Spot gold was down 0.2 percent at $1,338.51 per ounce as of 0324 GMT. It climbed 1.3 percent on Monday in its biggest one-day percentage gain in a week. U.S. gold futures eased 0.3 percent to $1,342.80 an ounce.
Gold is down most likely due to Chinese investors getting out of their positions ahead of holidays on Thursday and Friday, said MKS trader Sam Laughlin.
The three-day Qingming tomb-sweeping festival in China starts on April 5.
The risk-averse sentiment in the market, however, underpinned bullion, often seen as an alternative investment during times of political and financial uncertainty.
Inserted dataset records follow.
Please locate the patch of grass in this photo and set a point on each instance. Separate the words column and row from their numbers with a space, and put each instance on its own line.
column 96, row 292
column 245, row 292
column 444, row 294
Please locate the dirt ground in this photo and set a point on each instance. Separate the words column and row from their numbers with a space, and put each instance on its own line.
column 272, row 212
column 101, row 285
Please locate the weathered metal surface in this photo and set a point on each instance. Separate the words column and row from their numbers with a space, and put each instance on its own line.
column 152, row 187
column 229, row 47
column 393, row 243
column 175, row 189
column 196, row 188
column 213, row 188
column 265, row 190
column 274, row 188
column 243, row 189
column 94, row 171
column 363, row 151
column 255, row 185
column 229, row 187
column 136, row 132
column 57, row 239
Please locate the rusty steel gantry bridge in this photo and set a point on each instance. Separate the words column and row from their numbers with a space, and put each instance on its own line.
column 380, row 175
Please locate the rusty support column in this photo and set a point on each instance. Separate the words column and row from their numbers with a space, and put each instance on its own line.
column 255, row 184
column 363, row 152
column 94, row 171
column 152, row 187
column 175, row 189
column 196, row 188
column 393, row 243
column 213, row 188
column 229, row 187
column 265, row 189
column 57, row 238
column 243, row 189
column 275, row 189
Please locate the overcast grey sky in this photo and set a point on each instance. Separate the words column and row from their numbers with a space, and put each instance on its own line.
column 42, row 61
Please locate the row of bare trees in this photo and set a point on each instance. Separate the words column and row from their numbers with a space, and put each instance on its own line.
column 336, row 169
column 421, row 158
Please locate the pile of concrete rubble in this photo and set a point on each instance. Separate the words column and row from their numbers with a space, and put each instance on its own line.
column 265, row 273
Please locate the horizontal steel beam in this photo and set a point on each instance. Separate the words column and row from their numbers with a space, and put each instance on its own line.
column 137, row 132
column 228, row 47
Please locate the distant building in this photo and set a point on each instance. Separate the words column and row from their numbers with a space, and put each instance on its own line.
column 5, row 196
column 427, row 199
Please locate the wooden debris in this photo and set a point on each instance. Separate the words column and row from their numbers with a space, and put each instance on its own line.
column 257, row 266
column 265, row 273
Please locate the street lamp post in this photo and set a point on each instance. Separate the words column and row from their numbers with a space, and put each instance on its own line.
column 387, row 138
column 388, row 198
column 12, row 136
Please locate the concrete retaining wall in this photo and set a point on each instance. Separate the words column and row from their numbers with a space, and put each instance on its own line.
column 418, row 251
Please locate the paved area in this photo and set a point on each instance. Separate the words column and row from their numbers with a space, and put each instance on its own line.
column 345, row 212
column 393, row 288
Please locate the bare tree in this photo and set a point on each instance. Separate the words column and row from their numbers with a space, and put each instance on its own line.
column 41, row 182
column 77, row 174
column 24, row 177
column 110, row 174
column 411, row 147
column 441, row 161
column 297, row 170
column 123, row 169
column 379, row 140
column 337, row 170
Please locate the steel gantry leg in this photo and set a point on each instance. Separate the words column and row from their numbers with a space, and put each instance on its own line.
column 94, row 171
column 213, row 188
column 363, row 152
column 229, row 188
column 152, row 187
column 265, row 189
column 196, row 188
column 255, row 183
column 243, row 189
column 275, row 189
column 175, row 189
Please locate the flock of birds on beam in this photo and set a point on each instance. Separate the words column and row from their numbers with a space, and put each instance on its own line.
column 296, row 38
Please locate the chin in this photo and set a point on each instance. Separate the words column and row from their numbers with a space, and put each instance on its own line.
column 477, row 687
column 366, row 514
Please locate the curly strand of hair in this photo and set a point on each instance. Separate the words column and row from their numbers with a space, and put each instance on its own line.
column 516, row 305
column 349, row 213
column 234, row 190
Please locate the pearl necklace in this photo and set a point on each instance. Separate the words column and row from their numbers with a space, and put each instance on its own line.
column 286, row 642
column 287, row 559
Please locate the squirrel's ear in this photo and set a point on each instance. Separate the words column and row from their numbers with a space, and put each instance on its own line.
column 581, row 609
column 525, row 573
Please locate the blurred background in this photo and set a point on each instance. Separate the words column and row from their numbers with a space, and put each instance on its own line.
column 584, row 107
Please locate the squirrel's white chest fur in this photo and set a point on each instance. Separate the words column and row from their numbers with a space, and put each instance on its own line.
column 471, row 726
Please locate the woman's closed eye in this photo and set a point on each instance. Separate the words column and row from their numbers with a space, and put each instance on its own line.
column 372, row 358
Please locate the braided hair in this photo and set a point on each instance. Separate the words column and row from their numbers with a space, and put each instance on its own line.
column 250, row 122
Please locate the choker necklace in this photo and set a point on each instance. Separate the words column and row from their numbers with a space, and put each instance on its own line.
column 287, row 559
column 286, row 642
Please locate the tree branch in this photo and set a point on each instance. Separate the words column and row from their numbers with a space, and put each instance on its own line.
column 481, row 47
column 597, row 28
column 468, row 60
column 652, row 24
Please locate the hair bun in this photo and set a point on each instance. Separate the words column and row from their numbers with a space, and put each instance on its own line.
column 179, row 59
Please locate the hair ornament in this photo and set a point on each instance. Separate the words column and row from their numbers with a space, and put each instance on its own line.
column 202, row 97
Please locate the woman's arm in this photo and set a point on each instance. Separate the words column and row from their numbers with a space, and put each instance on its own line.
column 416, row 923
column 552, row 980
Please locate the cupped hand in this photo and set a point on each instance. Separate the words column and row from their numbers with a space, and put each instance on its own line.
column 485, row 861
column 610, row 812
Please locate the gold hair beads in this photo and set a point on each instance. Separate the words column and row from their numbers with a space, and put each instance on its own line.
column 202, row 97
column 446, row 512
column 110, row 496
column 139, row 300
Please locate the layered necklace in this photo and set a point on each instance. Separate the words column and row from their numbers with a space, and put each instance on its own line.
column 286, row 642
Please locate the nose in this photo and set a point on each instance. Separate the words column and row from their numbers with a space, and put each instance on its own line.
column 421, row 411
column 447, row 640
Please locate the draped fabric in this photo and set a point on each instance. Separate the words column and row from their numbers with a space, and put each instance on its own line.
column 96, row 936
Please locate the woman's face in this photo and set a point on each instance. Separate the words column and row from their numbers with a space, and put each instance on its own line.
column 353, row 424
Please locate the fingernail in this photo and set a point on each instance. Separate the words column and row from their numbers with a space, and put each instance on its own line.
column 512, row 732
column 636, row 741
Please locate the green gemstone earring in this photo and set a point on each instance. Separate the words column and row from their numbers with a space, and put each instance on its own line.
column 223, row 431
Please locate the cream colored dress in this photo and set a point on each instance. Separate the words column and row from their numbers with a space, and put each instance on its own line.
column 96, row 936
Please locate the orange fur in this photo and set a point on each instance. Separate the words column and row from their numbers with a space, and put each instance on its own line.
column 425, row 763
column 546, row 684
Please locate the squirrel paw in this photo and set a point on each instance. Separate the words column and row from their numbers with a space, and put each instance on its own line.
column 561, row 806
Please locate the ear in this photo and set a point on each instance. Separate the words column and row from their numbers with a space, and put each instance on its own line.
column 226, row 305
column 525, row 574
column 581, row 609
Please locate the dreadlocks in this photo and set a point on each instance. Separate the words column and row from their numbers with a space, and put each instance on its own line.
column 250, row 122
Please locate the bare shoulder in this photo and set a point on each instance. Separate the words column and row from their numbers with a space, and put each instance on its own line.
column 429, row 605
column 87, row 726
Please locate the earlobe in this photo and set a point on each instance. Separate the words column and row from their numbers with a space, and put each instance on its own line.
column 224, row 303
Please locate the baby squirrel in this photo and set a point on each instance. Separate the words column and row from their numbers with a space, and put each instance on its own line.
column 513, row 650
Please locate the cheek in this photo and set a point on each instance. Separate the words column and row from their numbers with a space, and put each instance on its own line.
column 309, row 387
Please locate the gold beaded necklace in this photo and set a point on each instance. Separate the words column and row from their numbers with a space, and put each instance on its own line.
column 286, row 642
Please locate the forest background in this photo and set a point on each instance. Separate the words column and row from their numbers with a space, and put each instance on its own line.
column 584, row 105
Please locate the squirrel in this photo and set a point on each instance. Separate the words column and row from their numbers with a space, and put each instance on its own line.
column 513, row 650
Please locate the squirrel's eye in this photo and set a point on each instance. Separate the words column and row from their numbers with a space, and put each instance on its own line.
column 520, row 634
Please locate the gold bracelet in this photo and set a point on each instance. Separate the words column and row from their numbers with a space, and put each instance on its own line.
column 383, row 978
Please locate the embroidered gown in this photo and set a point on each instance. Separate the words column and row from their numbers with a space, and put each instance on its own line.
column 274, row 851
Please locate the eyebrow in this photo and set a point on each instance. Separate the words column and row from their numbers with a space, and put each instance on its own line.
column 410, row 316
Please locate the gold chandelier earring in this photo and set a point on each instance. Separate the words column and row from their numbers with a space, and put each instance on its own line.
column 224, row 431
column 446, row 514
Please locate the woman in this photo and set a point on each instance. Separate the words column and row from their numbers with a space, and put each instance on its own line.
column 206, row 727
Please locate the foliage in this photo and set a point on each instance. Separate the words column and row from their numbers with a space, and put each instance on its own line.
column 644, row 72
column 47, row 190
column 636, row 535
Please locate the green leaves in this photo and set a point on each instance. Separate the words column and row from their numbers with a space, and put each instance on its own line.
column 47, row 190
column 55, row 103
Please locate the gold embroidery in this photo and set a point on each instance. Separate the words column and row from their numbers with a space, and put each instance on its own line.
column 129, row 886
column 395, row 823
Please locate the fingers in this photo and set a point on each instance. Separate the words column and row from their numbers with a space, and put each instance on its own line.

“Gold prices at this moment serve for investors risk aversion demand and gold for the immediate short term will be well supported because of the volatility in the equity markets,” said Mark To, head of research at Hong Kong’s Wing Fung Financial Group.
“The previous $1,300 to $1,350 trading range for gold price could gradually move up to $1,330 to $1,380 because of the risk aversion.”
Asian stocks extended a global selloff and the yen rose as investors fled for safety as an escalating trade spat between the United States and China and a renewed slump in tech shares such as Amazon.com sapped investor confidence.
“Trade war risk isn’t about to leave anytime soon as China escalation appears to have more bite than bark as there’s growing fear this could escalate,” said Stephen Innes, head of trading in Asia-Pacific for OANDA in Singapore.
“As the market continues to go through the exercise of what if, the fear of the unknown will continue to support Gold prices.”
The Trump administration this week will unveil a list of advanced technology Chinese imports targeted for U.S. tariffs to punish Beijing over technology transfer policies, a move expected to intensify trade tensions between the world’s two largest economies.
Holdings of SPDR Gold Trust, the world’s largest gold-backed exchange-traded fund, rose 0.73 percent to 852.31 tonnes on Monday from 846.12 tonnes on Thursday.
Among other precious metals, spot silver fell 0.3 percent to $16.56 an ounce, having risen 1.8 percent in the previous session. Platinum was down 0.2 percent at $927.50 an ounce.
Palladium was on track for an eighth straight session of losses, down 0.6 percent at $928.80 per ounce. The metal on Monday fell to as low as $928, its lowest since October 10.